Greetings all,
A recent rabbit hole I jumped into was things filament drying. Running 2 single spool heat dryers, and having many digital hygrometers & vacuum bags, it was time for some testing. Well, the heat dryers did the best they could, dropping their humidity by 20-25%. That’s room humidity, say 50%, the best the dryers could do was to 25-30%. Drying times exceeded 24 hours to acheive these results. Obviously, the last 12 or so hours had the least change. Actually, room humidity had more control. Starting the drying during rainy weather (60+% humidity) and ending on a clear, dry day (40% humidity) caused dryer results of 20% filament. Reverse these days conditions and the filament came out at 40% with 24 hour drying cycle.
This discovery created a need for an improved method.
Enter desiccant, the silica bead type. Starting with the packet style, it’s tough to tell how used they are and when to dry them. Since I wasn’t happy with the heated chanber method, it was time to deep dive microwave drying. The packets proved difficult to dry. The method used is low power settings over a longer time period. My idea was, heat the moisture to boiling point and have the oven force the humid air out. The packets provided a problem in absorbing and holding the humidity. When the temp dropped, the silica re-absorbed the moisture. Solution was to remove the beads and place them in a pyrex pie plate. Since heating water molecules is how microwave ovens work, air exchange would be critical inside the oven. Theoretically, only moisture adjacent items get hot. So I thought, when the beads are cool during heating, their moisture is gone. This lacks the reality that the beads don’t cool quickly and the now hot humidity doesn’t transfer to other items. Doh ! Lol. Like the heat dryers, removing the last moisture takes the longest wirhout more measures. The cooling process would require a sealed container as to reduce moisture absorption.

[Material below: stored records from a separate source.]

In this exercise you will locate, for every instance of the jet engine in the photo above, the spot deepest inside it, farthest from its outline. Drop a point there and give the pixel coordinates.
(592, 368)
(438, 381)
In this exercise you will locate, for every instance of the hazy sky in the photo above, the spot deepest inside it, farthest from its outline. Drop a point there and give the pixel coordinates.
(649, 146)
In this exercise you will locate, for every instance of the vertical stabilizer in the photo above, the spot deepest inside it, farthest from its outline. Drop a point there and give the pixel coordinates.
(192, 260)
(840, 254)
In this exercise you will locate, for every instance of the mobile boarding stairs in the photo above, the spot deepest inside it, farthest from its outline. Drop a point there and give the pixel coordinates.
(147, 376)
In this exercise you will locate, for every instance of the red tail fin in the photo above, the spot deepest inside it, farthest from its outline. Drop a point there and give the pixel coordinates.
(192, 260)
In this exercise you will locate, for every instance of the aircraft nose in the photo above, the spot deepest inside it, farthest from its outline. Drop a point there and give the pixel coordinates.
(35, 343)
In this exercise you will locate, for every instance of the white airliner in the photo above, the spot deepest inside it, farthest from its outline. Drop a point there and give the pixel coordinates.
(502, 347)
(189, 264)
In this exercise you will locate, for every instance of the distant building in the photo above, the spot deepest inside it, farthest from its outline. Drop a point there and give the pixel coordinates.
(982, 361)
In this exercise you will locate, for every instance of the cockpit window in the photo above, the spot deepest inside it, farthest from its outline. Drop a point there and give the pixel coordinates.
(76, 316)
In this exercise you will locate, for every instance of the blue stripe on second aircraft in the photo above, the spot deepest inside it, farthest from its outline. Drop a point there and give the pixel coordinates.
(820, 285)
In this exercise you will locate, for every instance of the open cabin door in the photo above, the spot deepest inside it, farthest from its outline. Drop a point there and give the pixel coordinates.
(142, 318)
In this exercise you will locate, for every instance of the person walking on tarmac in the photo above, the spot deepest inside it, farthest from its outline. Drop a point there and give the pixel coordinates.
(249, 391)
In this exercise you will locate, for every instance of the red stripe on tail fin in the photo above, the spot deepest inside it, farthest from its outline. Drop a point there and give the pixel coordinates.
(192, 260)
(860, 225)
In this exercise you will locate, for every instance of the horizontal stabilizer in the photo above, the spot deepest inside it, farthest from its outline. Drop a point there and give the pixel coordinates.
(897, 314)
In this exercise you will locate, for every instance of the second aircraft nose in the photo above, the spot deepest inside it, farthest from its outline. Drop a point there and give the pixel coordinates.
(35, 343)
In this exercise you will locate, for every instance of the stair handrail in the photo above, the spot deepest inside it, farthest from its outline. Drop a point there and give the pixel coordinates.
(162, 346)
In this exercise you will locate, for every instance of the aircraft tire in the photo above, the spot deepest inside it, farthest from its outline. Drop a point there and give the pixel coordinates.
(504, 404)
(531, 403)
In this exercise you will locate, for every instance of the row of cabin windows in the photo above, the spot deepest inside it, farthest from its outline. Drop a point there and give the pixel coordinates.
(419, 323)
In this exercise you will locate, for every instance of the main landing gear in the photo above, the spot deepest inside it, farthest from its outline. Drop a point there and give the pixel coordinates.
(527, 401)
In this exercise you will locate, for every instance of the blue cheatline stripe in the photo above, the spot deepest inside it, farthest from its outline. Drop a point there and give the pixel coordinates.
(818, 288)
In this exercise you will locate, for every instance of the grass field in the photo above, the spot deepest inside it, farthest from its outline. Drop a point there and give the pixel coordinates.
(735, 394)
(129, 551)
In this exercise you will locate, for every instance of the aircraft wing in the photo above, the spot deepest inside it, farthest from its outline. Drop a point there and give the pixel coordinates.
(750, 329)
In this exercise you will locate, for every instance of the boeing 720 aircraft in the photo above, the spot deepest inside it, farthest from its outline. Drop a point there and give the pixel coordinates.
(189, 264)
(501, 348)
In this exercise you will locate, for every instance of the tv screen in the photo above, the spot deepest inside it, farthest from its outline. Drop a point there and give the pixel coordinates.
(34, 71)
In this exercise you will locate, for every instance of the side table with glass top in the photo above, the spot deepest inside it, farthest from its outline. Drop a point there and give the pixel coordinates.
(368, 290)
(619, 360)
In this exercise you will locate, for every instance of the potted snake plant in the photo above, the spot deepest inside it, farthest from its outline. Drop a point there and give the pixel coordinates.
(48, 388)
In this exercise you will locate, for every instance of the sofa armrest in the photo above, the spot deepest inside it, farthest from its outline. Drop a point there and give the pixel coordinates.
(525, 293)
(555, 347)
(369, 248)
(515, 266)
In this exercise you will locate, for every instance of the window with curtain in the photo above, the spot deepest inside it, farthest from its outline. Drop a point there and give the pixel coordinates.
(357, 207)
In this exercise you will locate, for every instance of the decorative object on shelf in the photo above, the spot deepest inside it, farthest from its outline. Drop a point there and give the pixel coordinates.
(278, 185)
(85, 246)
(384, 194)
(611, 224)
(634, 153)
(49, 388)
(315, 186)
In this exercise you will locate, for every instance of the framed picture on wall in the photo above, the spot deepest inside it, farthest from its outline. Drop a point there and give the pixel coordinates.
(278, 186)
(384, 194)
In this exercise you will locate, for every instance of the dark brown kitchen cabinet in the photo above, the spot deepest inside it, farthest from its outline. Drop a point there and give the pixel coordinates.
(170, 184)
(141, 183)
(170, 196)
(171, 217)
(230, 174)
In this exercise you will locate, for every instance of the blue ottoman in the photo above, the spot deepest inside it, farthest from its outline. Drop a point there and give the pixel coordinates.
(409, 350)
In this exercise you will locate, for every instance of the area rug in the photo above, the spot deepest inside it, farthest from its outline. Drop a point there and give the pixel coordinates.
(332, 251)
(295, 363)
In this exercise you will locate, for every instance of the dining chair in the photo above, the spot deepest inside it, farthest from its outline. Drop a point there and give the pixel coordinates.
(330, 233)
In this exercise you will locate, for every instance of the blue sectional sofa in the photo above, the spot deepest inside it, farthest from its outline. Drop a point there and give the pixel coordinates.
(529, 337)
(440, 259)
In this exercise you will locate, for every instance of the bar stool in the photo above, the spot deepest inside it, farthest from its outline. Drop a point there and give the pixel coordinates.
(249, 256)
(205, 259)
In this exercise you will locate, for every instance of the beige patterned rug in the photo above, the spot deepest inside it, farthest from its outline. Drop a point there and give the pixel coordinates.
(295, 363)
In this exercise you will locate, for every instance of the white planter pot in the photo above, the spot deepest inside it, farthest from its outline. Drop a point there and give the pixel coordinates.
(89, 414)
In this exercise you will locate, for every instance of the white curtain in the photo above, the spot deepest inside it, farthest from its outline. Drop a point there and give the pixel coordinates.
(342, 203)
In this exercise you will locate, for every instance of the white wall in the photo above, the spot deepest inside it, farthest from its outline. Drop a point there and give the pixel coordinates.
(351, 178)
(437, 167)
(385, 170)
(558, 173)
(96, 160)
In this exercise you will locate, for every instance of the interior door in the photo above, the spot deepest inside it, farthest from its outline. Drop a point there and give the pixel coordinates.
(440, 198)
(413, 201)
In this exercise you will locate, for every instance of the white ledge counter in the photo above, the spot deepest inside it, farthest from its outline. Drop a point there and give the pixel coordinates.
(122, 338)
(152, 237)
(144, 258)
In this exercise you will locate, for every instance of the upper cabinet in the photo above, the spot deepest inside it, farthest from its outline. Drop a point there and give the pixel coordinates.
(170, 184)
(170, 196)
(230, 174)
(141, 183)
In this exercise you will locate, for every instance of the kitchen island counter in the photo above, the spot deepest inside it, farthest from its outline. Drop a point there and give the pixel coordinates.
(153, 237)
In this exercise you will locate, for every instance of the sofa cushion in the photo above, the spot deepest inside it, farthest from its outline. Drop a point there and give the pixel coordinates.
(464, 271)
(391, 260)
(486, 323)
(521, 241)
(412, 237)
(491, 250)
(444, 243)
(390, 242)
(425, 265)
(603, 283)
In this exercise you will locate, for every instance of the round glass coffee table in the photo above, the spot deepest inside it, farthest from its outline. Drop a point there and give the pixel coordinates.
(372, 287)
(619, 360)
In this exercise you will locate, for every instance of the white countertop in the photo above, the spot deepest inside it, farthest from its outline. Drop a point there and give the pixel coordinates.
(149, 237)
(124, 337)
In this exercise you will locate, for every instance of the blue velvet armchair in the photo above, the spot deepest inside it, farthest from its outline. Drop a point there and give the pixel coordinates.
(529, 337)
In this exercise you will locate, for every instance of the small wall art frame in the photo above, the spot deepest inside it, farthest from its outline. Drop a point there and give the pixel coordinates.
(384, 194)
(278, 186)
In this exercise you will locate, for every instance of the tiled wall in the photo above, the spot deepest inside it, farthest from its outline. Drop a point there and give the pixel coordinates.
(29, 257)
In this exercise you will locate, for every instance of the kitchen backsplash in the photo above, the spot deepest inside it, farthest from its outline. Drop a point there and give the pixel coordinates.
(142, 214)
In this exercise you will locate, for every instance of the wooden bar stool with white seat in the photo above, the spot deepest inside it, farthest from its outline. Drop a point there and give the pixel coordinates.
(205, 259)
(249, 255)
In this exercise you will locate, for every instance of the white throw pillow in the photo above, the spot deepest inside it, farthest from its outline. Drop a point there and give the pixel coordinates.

The cycle becomes, heat, cool in container, reheat until the beads heat only to the oven’s plate temp. An infraed thermometer works well here.
With beads dried, it was time to print some pla vented bottles & caps and loading funnel. At 3 per storage bag and the bottles holding, with room to move, the same amount of beads as a packet.
So, I have the heat dryer filament spool (cardboard) and a vacuum bag containing 3 desiccant bottles, a disc & a hygrometer. The disc was printed with a center hole and an x pattern cutout on one side using a smooth build plate. The disc is placed under the vacuum valve, smooth side up to allow the air to be pulled thru the x channels & up the center hole. This eliminates the vacuum pump’s down pressure sealing the valve from the contained air. Disc diameter to be wider than the valve and the pump seal. Works great.
To another suprise, one sealed bag was vacuumed tight, another sealed, but not vacuumed. Both hygrometers reading the same at 30%. A day later, the tight sealed bag showed no change in humidity while the non-vacuumed bag showed a 10% drop to 20%. I now have petg filament stored sub 10% RH as that’s the lowest reading on these digital hygrometers.
Hypothesized conclusions: starting with the filament mfg method of cooling extruded filament thru a water bath, we know why drying is necessary. What measures are done during mfg are, also, likely effected by that packaging day’s weather. Bags are vacuumed sealed with a desiccant pack tossed inside the center spool hole. While it may take several days/weeks to be opened by us, the vacuuming deters further drying by the desiccant. Especially with plastic spools. Having seen filament fresh from the bag having above 50% RH, the filament & desiccant pack needed drying. The quickest way to dry is 2 staged. Use the heat dryer to less than 30% RH, transfer to sealed bag with desiccant for 24/48 hours, replace desiccant and vacuum seal to remove air without over tightening the bag around the spool.
For me, the next steps are to print a soup can lid to use as a desiccant cooling container for microwave drying.
Make a sealed desiccant dryer box which holds much in freed beads.
Make a heat dryer attachment which cycles air to a condensor and back for rapid drying. The condensor will be an aluminum can to accumulate condensation created by ice water inside the can. Should be fun retirement activity.
Thru this deep dive, I now open all new filament bags and desiccant dry them in sealed, unvacuumed bags, changing the bottles until hygrometer shows dried. Long term storage is in vacuum bags with 1 bottle and properly tightened.